Trams, trains and trolleybuses all work with electric overhead wires. This infrastructure has been designed to manage large peaks. Even if all the connected vehicles suddenly accelerate at the same time, it does not overburden the system. This is wonderful, but actually doesn't occur very often. This means that the rest of the time, the overhead lines have a large amount of transport energy capacity available. What else could we do with this? This is what the Mission Zero Centre of Expertise is researching in cooperation with HTM. HTM technical advisor Ron Bakker tells us more about this topic.
Energy generation and distribution
‘We would like the RandstadRail to use real green electricity,’ Ron begins. ‘We have explored different possibilities for this and have now come to the 'solar spiders' that have been set up along the track. These are fences equipped with solar panels between and beside the track, installed along the entire route. By connecting these to the overhead wires, we can produce our own energy during the day. And then we still have a lot of energy left. That is why we also wanted to research to what extent our overhead wires transport energy can be transported from one location to another? And could we then also connect it to devices outside our own network? For instance, it could be interesting to power charging stations for electric cars, or streetlights in a particular neighbourhood. Streetlights in Zoetermeer already use direct current, just like our overhead wires, for instance. So in theory, we could easily function as a supplier.’
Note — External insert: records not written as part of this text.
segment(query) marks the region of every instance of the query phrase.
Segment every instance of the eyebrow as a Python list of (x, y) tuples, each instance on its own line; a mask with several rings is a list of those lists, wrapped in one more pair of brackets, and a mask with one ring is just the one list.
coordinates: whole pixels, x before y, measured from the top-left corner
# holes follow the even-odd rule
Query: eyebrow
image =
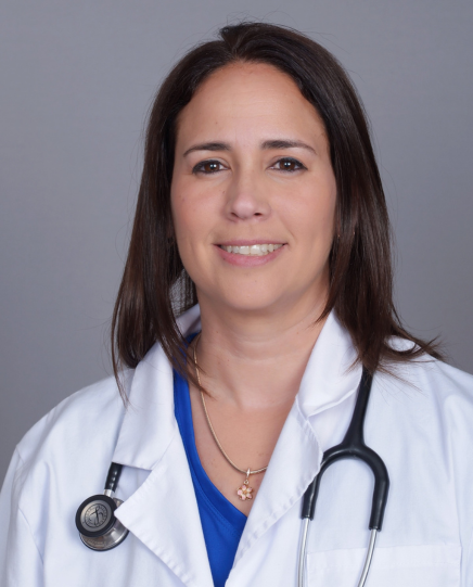
[[(316, 153), (315, 149), (312, 149), (309, 144), (303, 141), (293, 141), (289, 139), (272, 139), (269, 141), (264, 141), (261, 143), (261, 149), (306, 149), (312, 153)], [(193, 153), (194, 151), (231, 151), (231, 146), (226, 142), (204, 142), (194, 144), (188, 149), (183, 156), (186, 157), (189, 155), (189, 153)]]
Technical, legal and organisational challenges
In theory, this is a fantastic plan. High time to evaluate the concept in practice. in the Energy Transition HTM project, we are working together with Mission Zero to test the technical feasibility of the plans. It's a step-by-step process,’ Ron explains. ‘The prototype of the solar spider will soon be ready and we will research how to equalise the voltage difference between the solar panels and the overhead line. In the meantime we have received calculations that show that the solar spiders act as sound insulation. This means less noise pollution for local residents. We kill two birds with one stone with this. But we also have many legal and organisational hurdles to address. For instance, will we get a licence to supply the energy we produce to third parties? And what impact does this change have on the processes and structures of our organisation? We are doing all these things simultaneously. But if we are successful, it will offer a promising future to our region. In Scheveningen, people are already thinking about the microgrids we could join!’